= Institution of Railway Signal Engineers =

International professional body

The Institution of Railway Signal Engineers (IRSE) is a worldwide professional body for all those engaged or interested in railway signalling and telecommunications (S&T) and allied disciplines. Half its members are in the UK and half are outside it.

== Local sections ==
The IRSE is based in London, with international sections in:
- Australasia
- Hong Kong
- India
- Japan
- The Netherlands
- North America
- Singapore
- Southern Africa
- Switzerland
- Malaysia
- Indonesia
- France
- Thailand

In the UK:
- London and South East
- Midland and North Western
- Plymouth
- Scottish
- Western
- York

There is also a Minor Railways section specialising in railways that are not part of the national network, including industrial, tourist and heritage railways.

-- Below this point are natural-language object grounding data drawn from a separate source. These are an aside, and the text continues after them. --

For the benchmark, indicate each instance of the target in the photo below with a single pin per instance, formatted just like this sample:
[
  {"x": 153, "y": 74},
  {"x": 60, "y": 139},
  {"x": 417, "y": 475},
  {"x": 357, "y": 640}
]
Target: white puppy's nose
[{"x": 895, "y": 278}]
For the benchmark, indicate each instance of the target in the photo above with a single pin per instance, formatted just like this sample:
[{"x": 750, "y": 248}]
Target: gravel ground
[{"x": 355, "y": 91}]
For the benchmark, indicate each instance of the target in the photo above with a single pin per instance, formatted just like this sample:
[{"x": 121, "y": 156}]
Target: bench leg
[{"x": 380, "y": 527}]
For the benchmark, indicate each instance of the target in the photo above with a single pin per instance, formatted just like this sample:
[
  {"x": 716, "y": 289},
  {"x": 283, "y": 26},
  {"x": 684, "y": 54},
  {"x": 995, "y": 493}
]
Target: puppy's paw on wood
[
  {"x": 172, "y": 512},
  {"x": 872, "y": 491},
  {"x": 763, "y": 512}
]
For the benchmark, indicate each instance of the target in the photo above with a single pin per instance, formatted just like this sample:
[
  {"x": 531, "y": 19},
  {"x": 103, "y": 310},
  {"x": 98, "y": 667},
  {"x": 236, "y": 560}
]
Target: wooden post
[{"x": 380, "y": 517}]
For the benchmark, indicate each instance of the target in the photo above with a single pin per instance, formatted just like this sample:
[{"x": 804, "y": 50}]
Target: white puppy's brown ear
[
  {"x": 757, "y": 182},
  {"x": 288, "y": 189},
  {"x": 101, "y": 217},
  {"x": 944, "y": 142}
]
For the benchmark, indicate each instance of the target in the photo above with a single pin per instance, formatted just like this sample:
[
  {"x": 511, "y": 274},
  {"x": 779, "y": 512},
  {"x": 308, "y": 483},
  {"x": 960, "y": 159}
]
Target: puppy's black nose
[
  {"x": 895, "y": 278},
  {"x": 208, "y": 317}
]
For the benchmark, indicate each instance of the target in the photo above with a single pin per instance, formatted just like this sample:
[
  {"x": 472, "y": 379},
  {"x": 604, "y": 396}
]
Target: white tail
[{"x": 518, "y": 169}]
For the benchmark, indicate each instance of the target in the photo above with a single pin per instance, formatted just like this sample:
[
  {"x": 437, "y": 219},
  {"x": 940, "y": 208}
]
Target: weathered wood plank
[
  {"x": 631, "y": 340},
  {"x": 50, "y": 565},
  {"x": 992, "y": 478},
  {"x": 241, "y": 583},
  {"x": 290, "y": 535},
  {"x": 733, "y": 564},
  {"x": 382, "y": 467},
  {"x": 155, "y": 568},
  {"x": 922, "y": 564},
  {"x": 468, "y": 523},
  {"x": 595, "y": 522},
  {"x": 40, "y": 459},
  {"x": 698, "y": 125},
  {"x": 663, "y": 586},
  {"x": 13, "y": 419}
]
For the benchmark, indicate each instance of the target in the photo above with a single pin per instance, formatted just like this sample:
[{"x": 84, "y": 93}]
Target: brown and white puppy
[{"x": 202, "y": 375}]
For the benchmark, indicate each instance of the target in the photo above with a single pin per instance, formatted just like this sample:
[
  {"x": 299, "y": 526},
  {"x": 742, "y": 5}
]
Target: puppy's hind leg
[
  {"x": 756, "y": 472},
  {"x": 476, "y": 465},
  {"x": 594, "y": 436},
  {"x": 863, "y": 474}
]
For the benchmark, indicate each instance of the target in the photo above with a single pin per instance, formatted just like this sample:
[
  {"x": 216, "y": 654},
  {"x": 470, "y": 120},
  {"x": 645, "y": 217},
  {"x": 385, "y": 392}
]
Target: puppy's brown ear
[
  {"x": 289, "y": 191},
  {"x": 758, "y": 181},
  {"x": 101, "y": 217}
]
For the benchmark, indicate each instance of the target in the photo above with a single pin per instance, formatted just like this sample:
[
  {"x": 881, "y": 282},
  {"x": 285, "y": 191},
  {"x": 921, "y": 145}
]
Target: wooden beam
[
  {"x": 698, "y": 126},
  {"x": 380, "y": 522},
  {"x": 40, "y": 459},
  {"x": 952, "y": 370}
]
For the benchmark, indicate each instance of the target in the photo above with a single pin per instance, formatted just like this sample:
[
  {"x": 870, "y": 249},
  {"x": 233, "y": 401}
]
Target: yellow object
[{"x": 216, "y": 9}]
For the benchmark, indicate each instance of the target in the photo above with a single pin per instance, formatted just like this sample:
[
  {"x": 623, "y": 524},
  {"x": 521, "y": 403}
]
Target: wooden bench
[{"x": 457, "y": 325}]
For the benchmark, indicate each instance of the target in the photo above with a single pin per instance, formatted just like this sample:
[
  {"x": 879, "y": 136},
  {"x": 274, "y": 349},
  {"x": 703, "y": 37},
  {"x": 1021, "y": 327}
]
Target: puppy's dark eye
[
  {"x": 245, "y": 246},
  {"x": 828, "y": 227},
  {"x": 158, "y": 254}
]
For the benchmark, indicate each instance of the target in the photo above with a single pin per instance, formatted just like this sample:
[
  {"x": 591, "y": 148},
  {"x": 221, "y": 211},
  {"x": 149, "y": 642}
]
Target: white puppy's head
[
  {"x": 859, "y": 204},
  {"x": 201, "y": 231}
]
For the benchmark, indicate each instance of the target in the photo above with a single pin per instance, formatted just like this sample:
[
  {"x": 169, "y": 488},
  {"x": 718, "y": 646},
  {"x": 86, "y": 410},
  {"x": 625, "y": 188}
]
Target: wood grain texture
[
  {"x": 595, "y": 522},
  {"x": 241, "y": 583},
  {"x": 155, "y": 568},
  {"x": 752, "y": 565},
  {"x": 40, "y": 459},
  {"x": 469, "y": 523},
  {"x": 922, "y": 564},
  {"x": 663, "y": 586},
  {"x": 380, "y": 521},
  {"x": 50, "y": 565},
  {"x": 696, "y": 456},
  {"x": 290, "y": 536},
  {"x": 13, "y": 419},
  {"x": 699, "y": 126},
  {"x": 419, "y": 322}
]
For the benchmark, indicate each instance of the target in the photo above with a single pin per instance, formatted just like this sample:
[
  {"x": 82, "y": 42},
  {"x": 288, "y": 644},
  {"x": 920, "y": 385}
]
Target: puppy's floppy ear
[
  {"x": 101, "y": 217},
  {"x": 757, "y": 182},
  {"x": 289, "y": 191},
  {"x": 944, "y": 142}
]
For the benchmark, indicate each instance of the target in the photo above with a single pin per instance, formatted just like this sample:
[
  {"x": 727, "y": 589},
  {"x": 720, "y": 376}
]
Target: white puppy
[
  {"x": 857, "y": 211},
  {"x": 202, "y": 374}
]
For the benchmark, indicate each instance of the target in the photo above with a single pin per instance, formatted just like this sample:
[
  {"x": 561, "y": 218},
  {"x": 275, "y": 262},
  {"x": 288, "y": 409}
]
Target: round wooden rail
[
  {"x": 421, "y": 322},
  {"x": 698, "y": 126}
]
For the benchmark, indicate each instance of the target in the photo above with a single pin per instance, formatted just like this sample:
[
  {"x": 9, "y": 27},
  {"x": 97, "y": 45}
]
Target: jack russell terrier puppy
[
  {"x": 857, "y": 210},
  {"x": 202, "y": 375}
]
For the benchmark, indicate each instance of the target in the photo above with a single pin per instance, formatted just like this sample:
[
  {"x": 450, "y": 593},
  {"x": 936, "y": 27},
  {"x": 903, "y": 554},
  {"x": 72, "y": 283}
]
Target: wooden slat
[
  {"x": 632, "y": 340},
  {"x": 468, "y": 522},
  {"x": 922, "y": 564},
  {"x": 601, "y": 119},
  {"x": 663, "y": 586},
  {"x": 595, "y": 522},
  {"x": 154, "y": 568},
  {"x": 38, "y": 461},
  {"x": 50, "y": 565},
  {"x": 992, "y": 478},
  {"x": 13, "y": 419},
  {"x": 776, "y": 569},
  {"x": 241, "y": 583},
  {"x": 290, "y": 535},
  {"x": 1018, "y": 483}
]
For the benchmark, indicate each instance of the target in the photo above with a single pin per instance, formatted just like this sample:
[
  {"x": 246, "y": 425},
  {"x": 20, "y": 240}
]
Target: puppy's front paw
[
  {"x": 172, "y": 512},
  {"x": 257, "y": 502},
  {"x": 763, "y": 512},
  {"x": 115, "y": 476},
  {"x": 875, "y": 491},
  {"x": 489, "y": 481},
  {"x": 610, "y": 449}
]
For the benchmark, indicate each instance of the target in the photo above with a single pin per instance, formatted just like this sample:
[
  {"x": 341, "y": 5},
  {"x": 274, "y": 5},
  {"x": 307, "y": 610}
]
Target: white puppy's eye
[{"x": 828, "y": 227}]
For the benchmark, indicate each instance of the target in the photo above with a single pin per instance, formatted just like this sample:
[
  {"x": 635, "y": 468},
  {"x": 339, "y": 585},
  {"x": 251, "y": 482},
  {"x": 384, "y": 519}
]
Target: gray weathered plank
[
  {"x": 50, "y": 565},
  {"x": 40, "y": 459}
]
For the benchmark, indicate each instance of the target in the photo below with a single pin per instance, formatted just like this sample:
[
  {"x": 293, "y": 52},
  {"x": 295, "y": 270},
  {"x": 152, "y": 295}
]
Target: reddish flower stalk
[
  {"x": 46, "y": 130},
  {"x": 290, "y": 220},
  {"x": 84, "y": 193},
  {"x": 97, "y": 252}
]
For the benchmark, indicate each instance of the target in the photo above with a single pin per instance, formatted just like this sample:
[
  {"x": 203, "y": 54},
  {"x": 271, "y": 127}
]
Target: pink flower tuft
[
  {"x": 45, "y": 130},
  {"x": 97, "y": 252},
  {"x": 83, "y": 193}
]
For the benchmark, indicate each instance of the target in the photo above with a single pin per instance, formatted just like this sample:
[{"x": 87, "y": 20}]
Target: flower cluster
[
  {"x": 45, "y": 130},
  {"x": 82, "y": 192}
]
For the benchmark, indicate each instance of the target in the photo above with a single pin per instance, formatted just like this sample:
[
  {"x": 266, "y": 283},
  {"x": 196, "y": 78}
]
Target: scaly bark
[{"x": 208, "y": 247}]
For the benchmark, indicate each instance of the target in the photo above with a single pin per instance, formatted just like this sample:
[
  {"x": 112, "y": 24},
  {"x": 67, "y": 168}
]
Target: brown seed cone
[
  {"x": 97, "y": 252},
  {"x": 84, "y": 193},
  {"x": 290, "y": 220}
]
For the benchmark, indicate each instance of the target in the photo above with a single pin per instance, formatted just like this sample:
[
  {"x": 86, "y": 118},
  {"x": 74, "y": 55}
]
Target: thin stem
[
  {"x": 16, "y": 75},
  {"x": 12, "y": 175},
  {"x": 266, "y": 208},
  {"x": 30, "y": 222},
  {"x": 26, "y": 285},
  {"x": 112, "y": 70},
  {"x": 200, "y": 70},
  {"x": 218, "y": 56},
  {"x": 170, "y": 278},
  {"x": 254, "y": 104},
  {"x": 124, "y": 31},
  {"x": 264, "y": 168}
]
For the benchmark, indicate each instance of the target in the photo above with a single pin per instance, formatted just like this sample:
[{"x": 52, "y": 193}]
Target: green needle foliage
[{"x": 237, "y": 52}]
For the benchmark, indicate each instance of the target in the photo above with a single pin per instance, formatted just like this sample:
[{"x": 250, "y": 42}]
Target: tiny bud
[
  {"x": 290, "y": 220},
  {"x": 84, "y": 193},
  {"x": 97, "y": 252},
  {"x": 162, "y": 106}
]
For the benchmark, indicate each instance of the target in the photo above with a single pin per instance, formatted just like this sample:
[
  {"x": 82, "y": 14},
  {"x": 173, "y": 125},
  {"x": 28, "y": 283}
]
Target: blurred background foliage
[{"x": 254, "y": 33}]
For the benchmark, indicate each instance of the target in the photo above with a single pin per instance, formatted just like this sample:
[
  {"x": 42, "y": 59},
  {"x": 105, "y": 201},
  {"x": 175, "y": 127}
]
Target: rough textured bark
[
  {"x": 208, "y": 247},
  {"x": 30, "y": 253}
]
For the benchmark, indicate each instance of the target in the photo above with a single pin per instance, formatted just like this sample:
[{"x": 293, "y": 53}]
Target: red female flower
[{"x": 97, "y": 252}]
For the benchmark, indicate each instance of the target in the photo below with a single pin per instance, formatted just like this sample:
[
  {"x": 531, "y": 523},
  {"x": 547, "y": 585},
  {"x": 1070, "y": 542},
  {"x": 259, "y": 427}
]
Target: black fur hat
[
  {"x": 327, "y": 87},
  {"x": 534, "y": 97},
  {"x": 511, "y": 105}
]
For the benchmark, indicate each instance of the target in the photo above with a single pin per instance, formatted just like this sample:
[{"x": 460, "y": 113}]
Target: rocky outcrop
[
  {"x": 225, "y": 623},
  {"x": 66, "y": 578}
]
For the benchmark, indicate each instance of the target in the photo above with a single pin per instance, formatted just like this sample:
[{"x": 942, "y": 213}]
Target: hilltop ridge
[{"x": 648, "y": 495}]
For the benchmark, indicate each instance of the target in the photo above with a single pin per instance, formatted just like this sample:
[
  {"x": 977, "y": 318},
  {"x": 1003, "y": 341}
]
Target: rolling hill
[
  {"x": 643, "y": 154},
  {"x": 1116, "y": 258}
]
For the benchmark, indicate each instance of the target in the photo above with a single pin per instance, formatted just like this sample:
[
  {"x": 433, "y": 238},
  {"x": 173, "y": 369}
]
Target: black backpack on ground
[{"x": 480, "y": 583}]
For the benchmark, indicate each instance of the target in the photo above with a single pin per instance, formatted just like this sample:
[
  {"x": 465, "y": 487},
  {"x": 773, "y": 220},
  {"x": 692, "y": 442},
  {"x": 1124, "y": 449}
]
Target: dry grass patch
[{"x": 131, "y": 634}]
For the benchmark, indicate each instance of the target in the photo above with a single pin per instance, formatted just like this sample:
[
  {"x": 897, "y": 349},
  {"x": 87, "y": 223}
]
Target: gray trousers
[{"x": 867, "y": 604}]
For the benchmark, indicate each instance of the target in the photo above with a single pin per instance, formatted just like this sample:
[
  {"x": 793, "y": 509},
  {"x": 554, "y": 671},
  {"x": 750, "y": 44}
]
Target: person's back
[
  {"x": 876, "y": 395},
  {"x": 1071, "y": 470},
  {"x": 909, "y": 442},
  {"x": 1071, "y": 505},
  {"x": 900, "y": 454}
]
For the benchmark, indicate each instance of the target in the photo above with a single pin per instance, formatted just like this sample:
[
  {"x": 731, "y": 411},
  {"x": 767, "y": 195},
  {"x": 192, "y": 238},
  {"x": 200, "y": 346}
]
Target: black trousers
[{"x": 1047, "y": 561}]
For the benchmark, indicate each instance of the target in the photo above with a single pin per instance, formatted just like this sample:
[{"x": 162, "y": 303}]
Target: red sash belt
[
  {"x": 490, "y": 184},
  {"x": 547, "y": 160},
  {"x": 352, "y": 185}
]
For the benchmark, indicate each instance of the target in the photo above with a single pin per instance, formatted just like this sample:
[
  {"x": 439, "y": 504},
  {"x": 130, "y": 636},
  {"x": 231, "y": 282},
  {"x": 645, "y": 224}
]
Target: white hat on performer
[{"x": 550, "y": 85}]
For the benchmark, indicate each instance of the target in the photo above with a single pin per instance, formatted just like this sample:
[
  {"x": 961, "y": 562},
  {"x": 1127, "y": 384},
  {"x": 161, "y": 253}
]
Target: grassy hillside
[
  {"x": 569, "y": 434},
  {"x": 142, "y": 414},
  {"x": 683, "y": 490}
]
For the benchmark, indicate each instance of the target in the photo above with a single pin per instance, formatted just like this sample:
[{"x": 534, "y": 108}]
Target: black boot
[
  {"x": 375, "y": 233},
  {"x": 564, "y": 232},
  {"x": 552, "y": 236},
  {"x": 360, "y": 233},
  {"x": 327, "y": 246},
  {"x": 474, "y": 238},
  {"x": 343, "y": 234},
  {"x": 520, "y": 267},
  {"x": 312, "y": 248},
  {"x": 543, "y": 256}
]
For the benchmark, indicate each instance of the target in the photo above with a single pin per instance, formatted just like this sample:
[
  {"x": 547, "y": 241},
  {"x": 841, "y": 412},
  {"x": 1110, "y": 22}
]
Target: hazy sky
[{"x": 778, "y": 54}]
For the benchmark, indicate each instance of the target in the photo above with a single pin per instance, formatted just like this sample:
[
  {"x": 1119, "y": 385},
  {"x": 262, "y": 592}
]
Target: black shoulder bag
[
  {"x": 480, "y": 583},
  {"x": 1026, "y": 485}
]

Additionally, a Younger Members section aims to contribute to and improve the development of new entrants into the sector. Benefits include the co-ordination of a number of events each year.

== Membership grades ==
Membership grade depends on a combination of the member's experience and any formal qualifications.

- Affiliate
- Accredited Technician
- Associate Member
- Member
- Fellow
- Companion

== Headquarters ==
The headquarters of the IRSE is in Westminster, London, in the offices of the Institution of Mechanical Engineers.
The Chief Executive is Blane Judd BEng FCGI CEng FIET

== Notable members ==
Elsie Louisa Winterton became the IRSE's first woman member in 1923, whilst working as a draughtswoman for the Great Western Railway.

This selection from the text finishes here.